Norovirus Cases Spike Just in Time for Holiday Travel — Are We Heading for a 'Stomach Flupocalypse'?
La norovirose connaît une recrudescence juste avant la saison des voyages de fêtes — Courons-nous vers une « gastro-apocalypse » ?

La norovirose est de retour, comme si elle n’était jamais partie — et apparemment, elle a choisi de revenir en force pendant le week-end de Thanksgiving. Les CDC viennent de confirmer un taux de positivité de 14 %, le double de celui d’il y a trois mois. Laissez ce chiffre faire son chemin. (L’humour de mauvais goût est intentionnel.)

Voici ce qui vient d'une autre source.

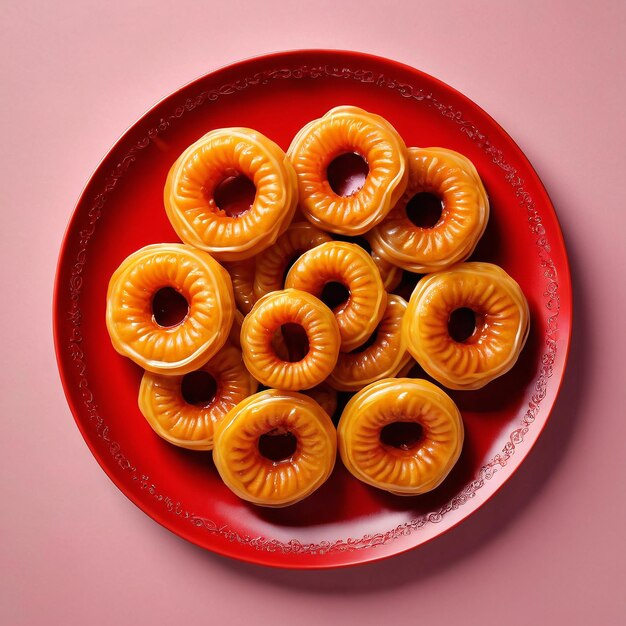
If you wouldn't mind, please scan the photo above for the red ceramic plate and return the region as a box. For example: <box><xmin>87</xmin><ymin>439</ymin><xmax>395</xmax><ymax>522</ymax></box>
<box><xmin>54</xmin><ymin>51</ymin><xmax>571</xmax><ymax>568</ymax></box>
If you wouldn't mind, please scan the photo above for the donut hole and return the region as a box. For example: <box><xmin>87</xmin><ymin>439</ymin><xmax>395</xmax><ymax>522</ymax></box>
<box><xmin>213</xmin><ymin>173</ymin><xmax>256</xmax><ymax>217</ymax></box>
<box><xmin>380</xmin><ymin>421</ymin><xmax>424</xmax><ymax>450</ymax></box>
<box><xmin>326</xmin><ymin>152</ymin><xmax>370</xmax><ymax>198</ymax></box>
<box><xmin>258</xmin><ymin>428</ymin><xmax>298</xmax><ymax>463</ymax></box>
<box><xmin>448</xmin><ymin>306</ymin><xmax>478</xmax><ymax>343</ymax></box>
<box><xmin>180</xmin><ymin>370</ymin><xmax>217</xmax><ymax>408</ymax></box>
<box><xmin>278</xmin><ymin>322</ymin><xmax>309</xmax><ymax>363</ymax></box>
<box><xmin>152</xmin><ymin>287</ymin><xmax>189</xmax><ymax>328</ymax></box>
<box><xmin>406</xmin><ymin>191</ymin><xmax>443</xmax><ymax>228</ymax></box>
<box><xmin>319</xmin><ymin>280</ymin><xmax>350</xmax><ymax>311</ymax></box>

Et non, cuire vos huîtres ne vous sauvera pas si elles ont été récoltées dans de l’eau contaminée. Le virus est si puissant qu’une poignée de particules peut vous terrasser pendant plusieurs jours. En outre, ce n’est pas vraiment la grippe — c’est la norovirose. Mais bon, « gastro » fait moins peur quand on explique pourquoi on a raté le mariage de sa cousine.
En tant que personne qui audit les restaurants pour vivre, je peux vous dire : le vrai danger, ce ne sont pas les restaurants. C’est vous, à la maison, qui rincez votre sachet d’épinards sous le robinet et vous vous dites que c’est bon. La norovirose se moque de votre « bonne hygiène » si votre enfant a léché une poignée de porte à l’école.
Ah oui, la norovirose — la manière de la nature de nous rappeler que le lien humain est répugnant. On se regroupe, on s’embrasse, on se passe les purées… et puis on paie tous le prix. C’est en gros la taxe sur l’amour familial.
Pour info, les données Epic qu’ils citent ? Ce n’est pas une surveillance nationale en temps réel — juste ce qui apparaît dans leurs dossiers électroniques provenant d’hôpitaux partenaires. Très utile, oui, mais pas l’image d’ensemble. Les départements sanitaires étatiques effectuent encore des tests de confirmation beaucoup plus lentement.
Tellement vrai. J’ai vu des services hospitaliers entiers passer en confinement parce qu’un patient asymptomatique était entré pour une simple entorse. Et vous savez ce que le personnel appelait ça ? « Le cadeau qui continue de donner. »
Mon enfant a survécu à la grippe, au VRS, et à la conjonctivite. Mais si la norovirose frappe cette maison ? C’est fini. Je survivrai. Ma dignité, non.
Le vrai problème, c’est l’absence de vaccin. Contrairement à la grippe, nous n’en avons toujours pas pour la norovirose — et vu sa vitesse de mutation ? Probablement pas avant un moment. On désinfecte juste pour passer l’hiver.
Franchement ? Je préfère la noro à la turista n’importe quel jour. Au moins, vous savez où vous serez pendant les 48 prochaines heures.
Ah, la seule chose prévisible pendant les fêtes ? L’imprévisibilité du virus qui va tout gâcher.